Wednesday, July 22, 2009

This Isn't A Good Sign

This Isn't A Good Sign

Urban Survival Schools? In July 16, 2009 Slate:
OnPoint, started in 2004 by Kevin Reeve, a 52-year-old professional scout and tracker, is the only school in the country that teaches urban tactical skills. In the past nine months, demand for the course has surged. For the first time, Reeve approximates his annual revenue to top $200,000—a fair sum for a business whose overhead consists largely of renting out space in community centers for classes and buying enough Goody bobby pins to prop up the coifs at a beauty pageant.

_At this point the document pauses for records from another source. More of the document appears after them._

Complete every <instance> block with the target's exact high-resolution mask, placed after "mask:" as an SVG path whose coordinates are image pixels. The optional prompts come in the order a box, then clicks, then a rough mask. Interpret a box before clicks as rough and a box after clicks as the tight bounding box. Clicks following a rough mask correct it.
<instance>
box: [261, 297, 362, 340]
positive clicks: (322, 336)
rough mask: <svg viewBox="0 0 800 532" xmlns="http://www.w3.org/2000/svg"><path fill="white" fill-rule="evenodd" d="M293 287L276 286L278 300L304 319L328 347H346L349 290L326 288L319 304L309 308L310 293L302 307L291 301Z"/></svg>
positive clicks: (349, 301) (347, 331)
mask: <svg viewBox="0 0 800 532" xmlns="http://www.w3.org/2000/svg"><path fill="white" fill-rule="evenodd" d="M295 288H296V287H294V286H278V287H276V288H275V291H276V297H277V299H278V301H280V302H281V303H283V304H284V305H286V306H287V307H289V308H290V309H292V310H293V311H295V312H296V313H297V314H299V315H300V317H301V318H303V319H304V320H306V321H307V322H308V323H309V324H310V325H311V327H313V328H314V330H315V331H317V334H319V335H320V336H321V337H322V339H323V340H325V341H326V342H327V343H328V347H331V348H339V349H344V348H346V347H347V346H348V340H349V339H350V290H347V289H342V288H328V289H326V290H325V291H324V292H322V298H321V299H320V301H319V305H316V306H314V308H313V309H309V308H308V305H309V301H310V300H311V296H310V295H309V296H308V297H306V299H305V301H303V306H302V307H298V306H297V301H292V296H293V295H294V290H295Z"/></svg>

In years past, Reeve said he barely pulled in enough revenue to make a profit.
Driving the growth, in part, is a fear that resonates from the wealthiest consumers to blue-collar workers: that with the global financial crisis dragging on, life as we know it is undergoing a radical change. Looking forward, pundits say that at best we will no longer be able to subsist on the diet of credit we have so ravenously consumed for the last decade. At worst, our future looks like something out of a Mad Max movie.
What this has to do with breaking out of handcuffs or picking padlocks requires a rather Hobbesian leap. It assumes that if the government can no longer provide for or protect its citizens, there will be a complete upending of the societal order. It assumes that humans will act to the worst of their capacity. It assumes that if, in fact, the financial crisis is just a mile marker on the highway to hell, we could soon be facing a very different, very violent world. So, beyond the novelty element of being able to pull a Jack Bauer-like escape, there is a sense that these skills are a necessity as our society becomes ever more precarious.

Not a positive sign for where Americans think the future is going, if business is booming for this type of training.